L’équipement crucial restant dans ce protocole est la station de sonde, la pince à épiler pointue et le porte-à-faux. La station de sonde utilisée est équipée d’un objectif 5x monté sur la caméra ; Cependant, il n’est pas essentiel d’utiliser ce modèle exact de station de sonde pour ce protocole. Lors du choix de la station de sonde, la seule priorité est d’assurer une visibilité claire et facile du cantilever AFM et du labrum. La pince à épiler pointue utilisée avait une taille de pointe de 0,5 mm sur 0,1 mm. Il est impératif d’utiliser une pince à épiler de cette dimension de pointe ou similaire car l’utilisation de pinces d’une finesse inférieure peut entraîner des difficultés lors de la manipulation du labrum. Le porte-à-faux utilisé dans ce protocole provient d’une source commerciale (voir le tableau des matériaux). Ce modèle en porte-à-faux a été choisi en raison de sa grande rigidité, car une grande force doit être transférée à l’extrémité de la sonde anti-moustique afin d’imiter la pénétration réelle de la peau. En général, pour toutes les sondes à base de dard, un porte-à-faux AFM ne peut pas être trop mou car un manque de rigidité entraînera une flexion du porte-à-faux pendant les essais AFM, ce qui entraînera à son tour un manque de développement de la pression à l’extrémité de la sonde de stinger. Cela entraînera une imitation inexacte du processus de piqûre de la sonde, ce qui rendra les porte-à-faux AFM sans pointe très rigides une exigence pour ce protocole.

En résumé, l’utilisation d’une sonde AFM bio-hybride basée sur un dard pour des études quantitatives de pénétration/piqûre mécanique présente des avantages uniques par rapport à d’autres méthodes qui nécessitent des moustiques vivants et des volontaires humains ^4,11,12 pour effectuer des études similaires. La résolution de détection ultra-élevée de l’AFM peut permettre des mesures avec une précision sans précédent, et la sonde bio-hybride permet une émulation proche du réalisme de scénarios de morsure réels, en incorporant un nombre statistiquement significatif de mesures sans nécessiter de volontaires humains ^4,11,12. De plus, les matériaux utilisés pour la fabrication des micro-aiguilles modifiées sont généralement sujets à la fracture ou au flambage ^3,4, ce qui n’est pas représentatif de la trompe du moustique.

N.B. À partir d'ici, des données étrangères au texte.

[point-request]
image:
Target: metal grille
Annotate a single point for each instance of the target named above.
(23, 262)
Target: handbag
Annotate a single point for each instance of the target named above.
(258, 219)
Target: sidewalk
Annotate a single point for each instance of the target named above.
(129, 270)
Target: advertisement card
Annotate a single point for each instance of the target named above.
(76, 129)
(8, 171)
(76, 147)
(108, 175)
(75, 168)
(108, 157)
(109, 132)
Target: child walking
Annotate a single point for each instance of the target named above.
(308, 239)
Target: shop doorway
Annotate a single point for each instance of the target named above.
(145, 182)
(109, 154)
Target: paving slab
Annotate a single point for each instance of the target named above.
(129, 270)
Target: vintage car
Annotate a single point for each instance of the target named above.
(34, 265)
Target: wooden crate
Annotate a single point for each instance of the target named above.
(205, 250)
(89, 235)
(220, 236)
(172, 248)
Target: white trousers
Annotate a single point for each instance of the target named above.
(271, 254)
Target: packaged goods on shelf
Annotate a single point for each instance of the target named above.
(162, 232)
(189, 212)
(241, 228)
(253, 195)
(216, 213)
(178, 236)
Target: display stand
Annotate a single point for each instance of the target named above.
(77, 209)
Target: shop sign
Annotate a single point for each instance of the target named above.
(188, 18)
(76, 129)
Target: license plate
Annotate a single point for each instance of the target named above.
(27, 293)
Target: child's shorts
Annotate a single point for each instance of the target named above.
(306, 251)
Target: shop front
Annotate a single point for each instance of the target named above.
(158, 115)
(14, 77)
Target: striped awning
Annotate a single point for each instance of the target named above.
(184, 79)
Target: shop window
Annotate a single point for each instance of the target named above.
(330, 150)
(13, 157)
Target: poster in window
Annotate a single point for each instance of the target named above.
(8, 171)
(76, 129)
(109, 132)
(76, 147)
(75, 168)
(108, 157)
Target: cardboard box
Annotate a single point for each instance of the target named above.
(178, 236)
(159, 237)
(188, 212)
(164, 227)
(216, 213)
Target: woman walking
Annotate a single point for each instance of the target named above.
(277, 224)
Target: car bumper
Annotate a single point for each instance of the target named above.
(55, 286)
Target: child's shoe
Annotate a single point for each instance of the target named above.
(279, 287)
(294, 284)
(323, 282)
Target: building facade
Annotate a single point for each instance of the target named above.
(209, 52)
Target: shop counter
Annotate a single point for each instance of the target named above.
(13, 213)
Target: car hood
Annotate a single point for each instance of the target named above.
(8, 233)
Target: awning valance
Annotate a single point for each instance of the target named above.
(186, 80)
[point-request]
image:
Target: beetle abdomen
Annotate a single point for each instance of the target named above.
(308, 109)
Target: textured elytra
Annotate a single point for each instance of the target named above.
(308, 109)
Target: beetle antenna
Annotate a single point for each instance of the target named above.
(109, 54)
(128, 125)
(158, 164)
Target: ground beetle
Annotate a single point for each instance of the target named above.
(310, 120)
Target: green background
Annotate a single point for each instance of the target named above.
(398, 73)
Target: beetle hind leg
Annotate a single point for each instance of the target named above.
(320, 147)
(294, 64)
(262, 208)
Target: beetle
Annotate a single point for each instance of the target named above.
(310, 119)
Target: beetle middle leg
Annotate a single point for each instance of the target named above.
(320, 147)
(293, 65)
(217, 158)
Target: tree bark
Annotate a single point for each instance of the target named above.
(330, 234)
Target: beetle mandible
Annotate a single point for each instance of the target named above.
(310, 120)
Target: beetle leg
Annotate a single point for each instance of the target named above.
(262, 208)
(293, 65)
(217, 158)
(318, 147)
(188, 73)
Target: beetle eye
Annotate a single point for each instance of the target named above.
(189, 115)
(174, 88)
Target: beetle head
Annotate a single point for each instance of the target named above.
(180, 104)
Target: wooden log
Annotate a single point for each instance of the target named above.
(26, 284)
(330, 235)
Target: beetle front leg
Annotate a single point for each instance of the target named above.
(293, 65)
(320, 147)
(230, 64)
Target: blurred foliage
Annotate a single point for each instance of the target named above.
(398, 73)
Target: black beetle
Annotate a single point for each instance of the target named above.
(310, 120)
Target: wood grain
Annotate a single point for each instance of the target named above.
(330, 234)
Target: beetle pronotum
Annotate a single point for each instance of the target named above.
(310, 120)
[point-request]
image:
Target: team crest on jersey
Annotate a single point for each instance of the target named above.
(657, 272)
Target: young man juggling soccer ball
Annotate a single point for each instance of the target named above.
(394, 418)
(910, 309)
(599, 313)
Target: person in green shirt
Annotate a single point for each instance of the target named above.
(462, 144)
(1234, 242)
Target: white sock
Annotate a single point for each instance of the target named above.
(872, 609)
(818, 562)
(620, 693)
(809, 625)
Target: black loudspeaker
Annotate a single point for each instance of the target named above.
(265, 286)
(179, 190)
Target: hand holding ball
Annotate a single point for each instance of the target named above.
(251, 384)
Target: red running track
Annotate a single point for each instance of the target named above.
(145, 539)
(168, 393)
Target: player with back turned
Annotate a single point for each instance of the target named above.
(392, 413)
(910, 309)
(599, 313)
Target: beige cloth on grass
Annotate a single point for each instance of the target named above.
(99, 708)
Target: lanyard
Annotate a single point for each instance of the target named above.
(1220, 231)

L’utilisation des parties du moustique elles-mêmes ressemble davantage au scénario réel de piqûre. Ce protocole peut être potentiellement développé et automatisé pour la production à haut débit. Enfin, le protocole développé pourrait potentiellement être utilisé pour produire d’autres sondes AFM bio-hybrides utilisant des dards de différents animaux pour des études quantitatives de divers comportements de morsure/pénétration.

Materials

Name	Company	Catalog Number	Comments
5-SA-SE Straight Tapered Ultra Fine-Pointed Tweezers	Excelta	N/A	For manipulating/dissecting the proboscis.

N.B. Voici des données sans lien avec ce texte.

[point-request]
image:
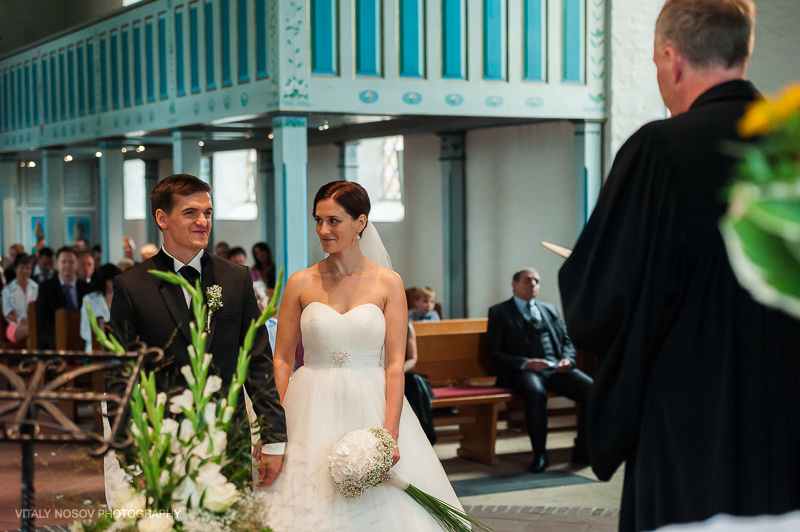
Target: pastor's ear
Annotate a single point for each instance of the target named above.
(677, 63)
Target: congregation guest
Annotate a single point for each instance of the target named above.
(64, 291)
(99, 300)
(45, 265)
(80, 246)
(13, 252)
(16, 297)
(129, 248)
(533, 354)
(238, 255)
(97, 255)
(698, 390)
(148, 250)
(125, 264)
(417, 389)
(424, 303)
(85, 266)
(263, 266)
(222, 249)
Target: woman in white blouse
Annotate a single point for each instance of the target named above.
(99, 299)
(16, 296)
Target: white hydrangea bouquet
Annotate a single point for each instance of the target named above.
(181, 474)
(361, 460)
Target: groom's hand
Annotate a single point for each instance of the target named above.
(268, 465)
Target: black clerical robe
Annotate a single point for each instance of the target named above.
(698, 391)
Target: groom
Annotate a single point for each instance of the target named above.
(157, 313)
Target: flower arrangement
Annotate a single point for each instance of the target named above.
(762, 226)
(180, 466)
(361, 460)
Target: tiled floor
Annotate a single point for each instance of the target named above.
(69, 483)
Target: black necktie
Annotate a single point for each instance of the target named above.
(190, 274)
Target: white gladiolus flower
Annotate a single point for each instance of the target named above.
(156, 523)
(210, 474)
(130, 501)
(219, 441)
(169, 426)
(184, 400)
(187, 374)
(210, 413)
(186, 431)
(220, 498)
(213, 384)
(227, 414)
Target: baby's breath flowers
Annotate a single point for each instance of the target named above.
(361, 460)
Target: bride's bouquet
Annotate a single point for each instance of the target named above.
(181, 471)
(361, 460)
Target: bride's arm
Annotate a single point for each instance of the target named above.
(396, 313)
(288, 332)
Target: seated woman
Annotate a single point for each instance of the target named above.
(16, 296)
(99, 299)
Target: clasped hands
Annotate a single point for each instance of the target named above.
(268, 465)
(539, 365)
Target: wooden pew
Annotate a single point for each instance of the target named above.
(454, 356)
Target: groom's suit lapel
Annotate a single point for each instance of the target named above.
(172, 295)
(207, 279)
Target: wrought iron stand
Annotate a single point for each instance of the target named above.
(38, 380)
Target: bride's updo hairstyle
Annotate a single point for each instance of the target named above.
(348, 195)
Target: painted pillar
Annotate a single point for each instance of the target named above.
(268, 205)
(451, 156)
(8, 191)
(151, 232)
(290, 155)
(112, 202)
(53, 194)
(588, 169)
(186, 152)
(348, 161)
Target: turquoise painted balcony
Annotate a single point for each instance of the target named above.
(168, 64)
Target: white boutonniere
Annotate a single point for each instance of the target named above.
(214, 298)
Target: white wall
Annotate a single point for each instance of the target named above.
(521, 190)
(775, 60)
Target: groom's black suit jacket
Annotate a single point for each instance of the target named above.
(153, 311)
(509, 345)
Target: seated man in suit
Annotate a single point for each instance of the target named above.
(533, 354)
(63, 291)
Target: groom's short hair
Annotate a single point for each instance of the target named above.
(163, 196)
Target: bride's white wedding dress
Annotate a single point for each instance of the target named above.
(325, 401)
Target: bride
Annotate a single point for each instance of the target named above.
(353, 318)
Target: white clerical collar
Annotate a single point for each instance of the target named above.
(195, 263)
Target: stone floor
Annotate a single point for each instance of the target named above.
(69, 483)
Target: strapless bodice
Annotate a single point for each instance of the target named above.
(353, 340)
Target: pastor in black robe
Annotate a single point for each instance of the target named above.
(698, 391)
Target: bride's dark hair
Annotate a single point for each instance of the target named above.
(349, 195)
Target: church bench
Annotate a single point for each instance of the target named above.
(454, 355)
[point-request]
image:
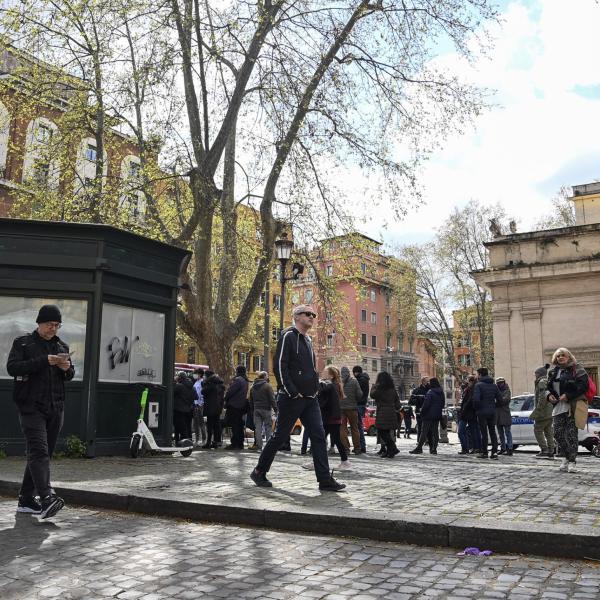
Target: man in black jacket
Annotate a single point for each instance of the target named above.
(297, 385)
(40, 364)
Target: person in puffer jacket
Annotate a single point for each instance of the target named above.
(431, 414)
(485, 396)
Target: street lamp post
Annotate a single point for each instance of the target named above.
(284, 248)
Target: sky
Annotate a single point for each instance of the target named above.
(543, 133)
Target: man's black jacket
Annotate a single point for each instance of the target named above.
(294, 364)
(38, 385)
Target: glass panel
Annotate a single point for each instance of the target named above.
(17, 317)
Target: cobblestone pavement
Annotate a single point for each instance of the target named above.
(100, 554)
(517, 489)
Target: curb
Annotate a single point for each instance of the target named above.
(566, 541)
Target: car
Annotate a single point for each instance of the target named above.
(521, 408)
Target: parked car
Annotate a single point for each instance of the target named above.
(522, 425)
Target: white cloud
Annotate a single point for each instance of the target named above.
(542, 136)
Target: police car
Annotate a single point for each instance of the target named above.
(522, 425)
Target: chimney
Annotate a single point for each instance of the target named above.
(587, 203)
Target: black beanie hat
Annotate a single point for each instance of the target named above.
(49, 312)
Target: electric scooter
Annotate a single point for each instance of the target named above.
(142, 439)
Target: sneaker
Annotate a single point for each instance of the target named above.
(331, 485)
(260, 479)
(29, 506)
(51, 504)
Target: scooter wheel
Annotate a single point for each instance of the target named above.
(134, 446)
(183, 444)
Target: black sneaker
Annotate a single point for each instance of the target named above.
(29, 506)
(51, 505)
(260, 479)
(331, 485)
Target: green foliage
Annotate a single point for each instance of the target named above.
(75, 447)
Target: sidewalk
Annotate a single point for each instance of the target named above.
(516, 504)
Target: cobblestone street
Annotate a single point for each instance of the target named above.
(96, 554)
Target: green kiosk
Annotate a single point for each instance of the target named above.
(117, 292)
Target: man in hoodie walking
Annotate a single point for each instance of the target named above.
(262, 402)
(363, 381)
(297, 386)
(349, 405)
(485, 396)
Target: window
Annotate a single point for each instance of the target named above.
(192, 354)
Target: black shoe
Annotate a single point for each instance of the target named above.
(51, 505)
(260, 479)
(29, 506)
(331, 485)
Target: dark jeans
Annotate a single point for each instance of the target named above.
(362, 409)
(235, 419)
(488, 423)
(307, 410)
(213, 429)
(182, 423)
(430, 432)
(41, 432)
(333, 429)
(387, 440)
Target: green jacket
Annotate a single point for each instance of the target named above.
(543, 408)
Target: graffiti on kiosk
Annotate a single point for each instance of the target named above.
(149, 373)
(119, 351)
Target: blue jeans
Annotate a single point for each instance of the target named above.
(362, 409)
(505, 437)
(289, 410)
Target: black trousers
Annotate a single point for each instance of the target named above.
(333, 429)
(41, 432)
(308, 411)
(182, 424)
(488, 423)
(213, 429)
(235, 419)
(430, 432)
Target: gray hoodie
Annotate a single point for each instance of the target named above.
(352, 391)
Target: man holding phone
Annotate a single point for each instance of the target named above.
(40, 364)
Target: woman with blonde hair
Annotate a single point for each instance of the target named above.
(567, 383)
(330, 394)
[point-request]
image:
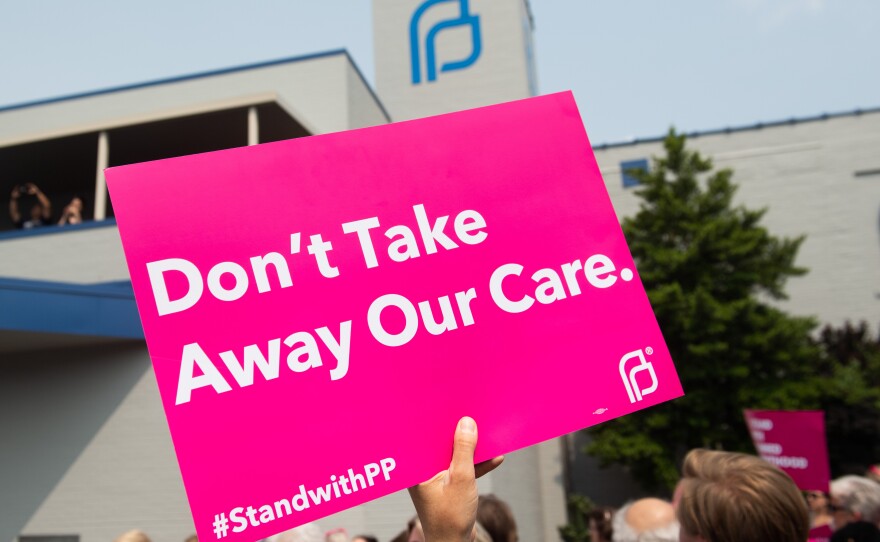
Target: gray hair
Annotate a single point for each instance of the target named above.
(621, 531)
(858, 494)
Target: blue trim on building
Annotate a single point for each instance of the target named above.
(103, 310)
(178, 79)
(730, 130)
(49, 230)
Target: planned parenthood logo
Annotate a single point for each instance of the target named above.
(629, 375)
(416, 42)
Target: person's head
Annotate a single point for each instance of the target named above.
(495, 516)
(730, 497)
(855, 498)
(645, 520)
(600, 523)
(133, 536)
(308, 532)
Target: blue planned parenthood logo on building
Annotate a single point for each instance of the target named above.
(465, 18)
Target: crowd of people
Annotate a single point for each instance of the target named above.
(721, 497)
(40, 211)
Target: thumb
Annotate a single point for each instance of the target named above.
(464, 445)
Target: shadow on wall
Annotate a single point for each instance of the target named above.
(52, 404)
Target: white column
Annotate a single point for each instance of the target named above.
(100, 182)
(253, 126)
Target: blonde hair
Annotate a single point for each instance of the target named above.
(730, 497)
(133, 536)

C-4D Probe station	Everbeing Int’l Corp	N/A	Used for AFM assembly.
Tipless Tapping Mode Cantilever	NanoAndMore USA	TL-NCH	AFM cantilever used for mounting the labrum. Specs are shown here: Shape: Beam Force Constant: 42 N/m (10 - 130 N/m) Resonance Frequency: 330 kHz (204 - 497 kHz) Length: 125 µm (115 - 135 µm) Width: 30 µm (22.5 - 37.5 µm) Thickness: 4 µm ( 3 - 5 µm)
UV Expoxy	Let's resin	ALR00146	For stinger attachment.